Sikh funeral ceremonies

sikh ceremonies

Like many other eastern religions the Sikhs have a strong belief in the afterlife. As with Buddhists the Sikh religion believes that the reincarnation cycle flows and flows until a oneness with God occurs. In terms of the ceremonies and funerals themselves an important theme is the resignation to the will of the creator and the accepting of death as a natural part of the life cycle. An interesting note about the Sikh approach to death is that they keep the 5 traditional elements which they are required to carry throughout their lives; 1. Kachhera, an undergarment 2. Kanga, a wooden comb. 3. Kara, a steel or iron bracelet. 4. Kes, uncut hair (and beard). 5. Kirpan, a short sword.

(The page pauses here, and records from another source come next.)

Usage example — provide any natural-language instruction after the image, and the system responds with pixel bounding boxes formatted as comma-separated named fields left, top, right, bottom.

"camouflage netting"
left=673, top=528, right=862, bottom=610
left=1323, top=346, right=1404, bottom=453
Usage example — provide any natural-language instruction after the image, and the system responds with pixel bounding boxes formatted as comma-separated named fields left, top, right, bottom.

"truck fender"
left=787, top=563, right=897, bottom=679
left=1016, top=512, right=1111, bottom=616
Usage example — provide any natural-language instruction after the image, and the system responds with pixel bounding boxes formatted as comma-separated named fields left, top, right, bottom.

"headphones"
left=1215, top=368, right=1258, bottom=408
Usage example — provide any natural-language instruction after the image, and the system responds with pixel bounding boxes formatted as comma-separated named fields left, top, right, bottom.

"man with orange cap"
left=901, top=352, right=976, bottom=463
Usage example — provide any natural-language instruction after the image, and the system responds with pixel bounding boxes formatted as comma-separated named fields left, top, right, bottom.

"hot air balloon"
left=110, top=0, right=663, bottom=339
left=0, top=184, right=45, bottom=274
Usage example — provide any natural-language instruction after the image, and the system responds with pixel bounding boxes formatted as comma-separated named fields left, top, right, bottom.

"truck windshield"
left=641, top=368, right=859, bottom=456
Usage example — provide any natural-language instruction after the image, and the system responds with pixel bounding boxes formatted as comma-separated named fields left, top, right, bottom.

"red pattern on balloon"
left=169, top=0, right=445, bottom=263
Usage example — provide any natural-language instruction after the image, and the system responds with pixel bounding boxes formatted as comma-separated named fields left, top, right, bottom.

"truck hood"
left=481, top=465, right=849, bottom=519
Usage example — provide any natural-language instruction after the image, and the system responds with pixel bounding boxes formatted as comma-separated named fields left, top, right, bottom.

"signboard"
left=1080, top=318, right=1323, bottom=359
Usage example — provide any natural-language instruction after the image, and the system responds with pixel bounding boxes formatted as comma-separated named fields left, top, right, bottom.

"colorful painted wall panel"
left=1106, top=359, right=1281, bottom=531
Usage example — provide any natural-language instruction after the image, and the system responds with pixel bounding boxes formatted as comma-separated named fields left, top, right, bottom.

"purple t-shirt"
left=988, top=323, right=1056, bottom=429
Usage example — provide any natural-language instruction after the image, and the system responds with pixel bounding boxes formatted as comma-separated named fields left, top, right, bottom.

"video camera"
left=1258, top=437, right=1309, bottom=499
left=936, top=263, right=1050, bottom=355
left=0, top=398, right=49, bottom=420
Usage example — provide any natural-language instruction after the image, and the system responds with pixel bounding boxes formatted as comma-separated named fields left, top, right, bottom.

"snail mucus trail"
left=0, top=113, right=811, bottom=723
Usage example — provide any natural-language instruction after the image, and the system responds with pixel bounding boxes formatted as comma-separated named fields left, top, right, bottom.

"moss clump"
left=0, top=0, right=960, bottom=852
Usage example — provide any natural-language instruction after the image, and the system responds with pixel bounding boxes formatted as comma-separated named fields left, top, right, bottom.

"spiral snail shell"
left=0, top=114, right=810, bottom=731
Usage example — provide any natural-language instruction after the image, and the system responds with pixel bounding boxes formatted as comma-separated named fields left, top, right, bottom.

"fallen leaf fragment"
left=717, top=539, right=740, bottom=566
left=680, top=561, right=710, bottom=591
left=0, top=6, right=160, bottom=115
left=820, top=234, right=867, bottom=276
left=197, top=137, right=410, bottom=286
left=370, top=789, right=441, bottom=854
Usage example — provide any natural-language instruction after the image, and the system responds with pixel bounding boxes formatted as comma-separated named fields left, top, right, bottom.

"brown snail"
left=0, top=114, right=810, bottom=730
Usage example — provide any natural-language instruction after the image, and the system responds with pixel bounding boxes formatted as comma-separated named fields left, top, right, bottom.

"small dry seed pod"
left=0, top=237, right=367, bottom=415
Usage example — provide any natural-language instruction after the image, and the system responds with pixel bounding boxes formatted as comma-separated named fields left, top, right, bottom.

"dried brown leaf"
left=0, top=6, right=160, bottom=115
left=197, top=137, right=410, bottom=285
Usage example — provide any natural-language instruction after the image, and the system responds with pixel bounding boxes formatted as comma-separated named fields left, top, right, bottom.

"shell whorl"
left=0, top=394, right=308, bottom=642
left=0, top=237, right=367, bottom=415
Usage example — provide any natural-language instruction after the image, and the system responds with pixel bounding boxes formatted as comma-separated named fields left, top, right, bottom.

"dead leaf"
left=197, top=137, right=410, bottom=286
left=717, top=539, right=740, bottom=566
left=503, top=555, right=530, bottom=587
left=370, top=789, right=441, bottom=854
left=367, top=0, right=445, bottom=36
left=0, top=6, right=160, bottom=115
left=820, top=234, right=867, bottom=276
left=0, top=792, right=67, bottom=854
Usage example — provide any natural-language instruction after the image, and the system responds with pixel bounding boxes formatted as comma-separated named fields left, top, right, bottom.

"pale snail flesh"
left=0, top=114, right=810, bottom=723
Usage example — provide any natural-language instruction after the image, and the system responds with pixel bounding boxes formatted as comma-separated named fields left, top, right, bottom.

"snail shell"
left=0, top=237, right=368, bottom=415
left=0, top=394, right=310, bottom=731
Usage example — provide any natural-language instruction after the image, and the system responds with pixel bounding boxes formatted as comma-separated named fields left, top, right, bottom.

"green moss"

What’s different about a Sikh funeral and lead up to the funeral?

Just before death occurs the dying person is encouraged to focus on his or her spiritual belief and life by reciting “Waheguru” (meaning God) or texts from the Guru Granth Sahib (Sikh holy scripture). Once the person dies preparation of the body will take place with it being bathed and clothed in the traditional turban and clothing with the 5 items as noted above. Following on from this preparations will then be made for the cremation (which is the norm) of the body.

Where does a Sikh ceremony take place?

Cremation is the most popular form of dealing with the body in the Sikh religion and additionally the funerals can mainly revolve around this element. An important element of the ceremonies is the acceptance of God’s will. It’s also important to remember that the religious service can vary in location and can be staged anywhere from outdoors to a funeral home and even at home.

What normally happens at a Sikh funeral and what do non observers need to know?

While Sikh ceremonies offer a lot of choice to planners it should be noted that their are very specific prayers and hymns which should be said in almost all places where the religion resides. During the ceremony a number of prayers may be said and be aware that if the ceremony also includes a ritual called “Sadharan Paath” (a kind of religious service) there may also be hymns, readings, food, sweets (sweet foods) and verses from the holy book may also be included. In terms of clothing attendees are ordinarily encouraged to wear subdued colours but this is not usually a strict rule. Flowers are also acceptable.